Our publishing house, A.E.R.A., has had a great success over the last ten years troughout France, Belgium, Switzerland and Canada, whith it's series of french only architectural reviews and, thus we are happy to present our new bilingual edition.

Poïésis is a bilingual review presenting a collective and fundamental view of architecture in the town. It's a review compiled by architects and devellopers, historians and philosophers, and other academics who are invited several times a year to participate in our organised discussions. During these conferences, we tackle major problems which arise for contemporary thought in social, political, philosophical, scientific and aesthetic fields. Each thematic issue of Poïésis brings together interdisciplinary exchanges on architecture and the city, and it is today diffused by correspondence in a network of bookshops, especially in Europe.

Poïesis means “to make” in ancient Greek. This word, the root of our modern “poetry”, was first a verb, an action that transforms and continues the world. Neither technical production nor creation in the romantic sense, poïetic work reconciles thought with matter and time, and man with the world. It is a communion of the bodies, it is co-naissance and “reconnaissance“ through encounters, struggles and accords in the matter and time of the multiplicity of men, from which result those collective and impersonal creations of peoples, forms endowed with rhythm, meaning and poetry that have always been our architecture and our cities.

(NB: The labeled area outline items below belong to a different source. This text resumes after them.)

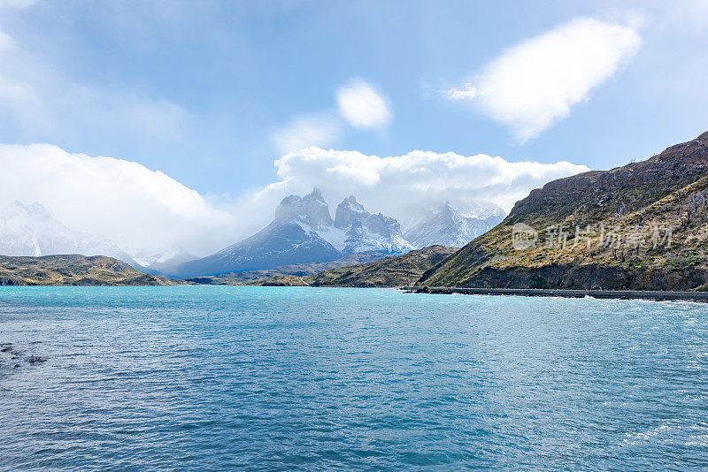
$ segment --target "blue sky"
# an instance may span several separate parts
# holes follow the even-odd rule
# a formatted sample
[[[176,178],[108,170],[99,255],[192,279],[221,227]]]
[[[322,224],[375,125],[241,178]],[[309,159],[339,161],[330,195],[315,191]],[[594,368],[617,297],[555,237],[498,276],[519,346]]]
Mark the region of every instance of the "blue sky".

True creation can only exist in the physical world, whereas ideas lose their way when they leave the ground, and it is the refusal of otherness that leads straight to totalitarian suicide. This is true of ideas that are imposed on all and claim to govern the world, those abstract urban plans that turn our homes into cells and our cities prisons. It is through collective, material and temporal work that finally we make ourselves a world, a work in the world that is the work of the world. And it is through this achievement that people recognize one another as being part of the same human community and that they give a unity to their irreducible multiplicity. It is then by building that a human community builds itself, sealing in stone, concrete and iron this living, at once unique and multiple organization that we call a city.